NEW YORK (Reuters) - Legg Mason Inc said on Friday it bought a stake in a company re-engineering exchange-traded funds in the hope of improving the performance of the popular investment products.
Legg’s stake in Precidian Investments also gives the Baltimore money manager a new foothold in a campaign by legacy mutual fund brands to enter the ETF market.
Precidian’s ActiveShares technology - which has been licensed by fund companies including ETF giant BlackRock Inc - is designed for money managers who actively pick stocks and bonds instead of following a market index.
If the products come to market, they will have characteristics of both actively managed mutual funds and ETFs.
Like traditional active mutual funds, ActiveShares will not be required to disclose their holdings on a daily basis as active ETFs must, but will trade on an exchange, like an ETF.
Fund managers might be able to offer more active ETFs and improve their performance by not revealing their trading strategies to rivals, unlike ETFs that must reveal their holdings of stocks and bonds daily.
After more than three years trying to bring the technology to market, Precidian has not yet won approval for ActiveShares from the U.S. Securities and Exchange Commission.
An ActiveShares competitor called NextShares and owned by Legg rival Eaton Vance Corp has won the regulator’s nod and could debut as soon as next month.
Advocates of the funds say they will be cheaper, more tax efficient and better performing than mutual funds.
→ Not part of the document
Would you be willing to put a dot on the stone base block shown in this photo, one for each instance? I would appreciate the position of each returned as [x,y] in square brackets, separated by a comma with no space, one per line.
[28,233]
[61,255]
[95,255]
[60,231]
They could also help “active” money managers reverse the steady erosion of their market share by index funds.
In part because of the success of low cost, index-tracking ETFs, index funds have doubled their market share from 16 percent of the U.S. fund market in 2006 to 32 percent at the end of 2015, according to Morningstar Inc, an investment research service.
Legg did not disclose the terms of the deal.